I wandered over to the row of Formica tables lined up outside the deli part of the store. Usually, Sam the cop and Fred the barber could be found sitting in one of these tables, taking a coffee break, talking about the weather, or a stray dog or what Radley's wife was up to this week. But nobody was there now. I looked around me. The crowd was still at the back door, pressing in on Erma and for a minute I did feel a twinge of guilt. But I knew the maiden aunts would look after her. I mean, what could really happen? Nothing really bad ever happened here.

I slid into one of the small tables and had a look-see behind the napkin holder. The sugar holder was there but stark empty. Not even the fake stuff left. I got up and sat down back down in every little table until I hit the one in the very back. The one back by the bathrooms that nobody likes to sit in because it usually stinks back there.

I folded the pile of napkins over and looked into the sugar container—nothing. Then I pulled the jelly holder out and dumped all of them out and right under the last miniature jelly packet was a pristine white envelope of sugar. White sugar. Untouched. My mouth opened. I was salivating and I couldn't stop it. I looked up to make sure nobody had seen me.

Just then Radley came over the intercom announcing “The store will close in five minutes. We need to restock. Bring your purchases to the counter. The doors will be locked in five minutes.”

I dug my finger into the jelly container to pry out the little white packet but I couldn't get it. It was stuck in between the front and back of the container. I pushed at it carefully, trying not to break it, feeling the sugar just on the other side of the thin white paper.

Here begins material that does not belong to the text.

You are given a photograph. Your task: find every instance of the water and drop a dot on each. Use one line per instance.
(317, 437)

Radley came on the intercom again. “You have one minute to get up here and check out and then I'm calling the cops. I mean it.”

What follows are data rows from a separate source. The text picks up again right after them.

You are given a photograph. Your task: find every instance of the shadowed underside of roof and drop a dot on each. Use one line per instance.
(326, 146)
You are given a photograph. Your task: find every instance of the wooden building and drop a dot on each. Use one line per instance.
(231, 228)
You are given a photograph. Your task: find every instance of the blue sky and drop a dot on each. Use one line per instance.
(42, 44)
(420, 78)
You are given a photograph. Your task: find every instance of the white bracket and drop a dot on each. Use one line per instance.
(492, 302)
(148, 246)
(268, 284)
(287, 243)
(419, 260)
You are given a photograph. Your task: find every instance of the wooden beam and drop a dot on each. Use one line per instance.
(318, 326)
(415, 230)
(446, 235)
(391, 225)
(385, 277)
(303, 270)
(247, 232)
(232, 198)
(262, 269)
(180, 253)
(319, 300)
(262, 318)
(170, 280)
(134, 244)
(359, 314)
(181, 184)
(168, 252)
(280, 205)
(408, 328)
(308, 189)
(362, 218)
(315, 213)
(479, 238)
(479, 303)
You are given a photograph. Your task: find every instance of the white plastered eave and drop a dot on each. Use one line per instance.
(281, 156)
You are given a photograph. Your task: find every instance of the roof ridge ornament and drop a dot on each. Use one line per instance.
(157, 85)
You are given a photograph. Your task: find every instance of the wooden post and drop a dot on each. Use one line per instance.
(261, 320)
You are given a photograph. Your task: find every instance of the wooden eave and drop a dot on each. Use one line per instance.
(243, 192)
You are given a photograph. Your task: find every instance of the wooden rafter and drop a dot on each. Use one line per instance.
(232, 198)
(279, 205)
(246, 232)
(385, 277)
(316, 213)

I picked up the jelly container and held it up to my mouth to see if maybe I could get at it with my tongue. All the jelly packets fell into my lap. Finally I stood up, turned the container upside down and bashed it on the table.

Well, that did it. The crowd that had been heading out the door started heading for me. I thought about turning around and running into a bathroom stall but I was so close, I couldn't stop trying.

The maiden aunts got to me first. Each one of them grabbed my arm trying to drag me away from the sugar they could all smell. I gave up trying to get at it nicely then and just poked it open, turned the container upside down over my mouth, and let all the sugar run out. I held the container over my face until I couldn't feel even one more grain fall and just breathed in the aroma of the metal, the ancient paper packet and the final, last, wonderful wisps of sugar. I kept breathing it in deeper and deeper until all I could smell was rust and the maiden aunts L'aire Du Temps, their faces up close to mine as they tried desperately to lick escaping sugar granules off my face.

I pushed away from them and threw the metal container down on the table.

Radley stepped through the crowd telling everyone “Ok, that's it. Everybody out of here. I'm now officially closed.” And he herded us all back out of the store, up through the cereal aisle, up through the empty baking aisle, its floor gleaming from the white washing it took from a hundred tongues.

We stood on the other side of the glass door as Radley closed it behind us. And slowly, we all spread out along the glass, our hands and faces pressed against it, breathing in the smell of the glass and the store and the memory of what used to be there, and nobody moved when the night came on, and nobody moved when the parking lot lights went out, and nobody moved or tried to sleep. We all just waited for the return of the sugar.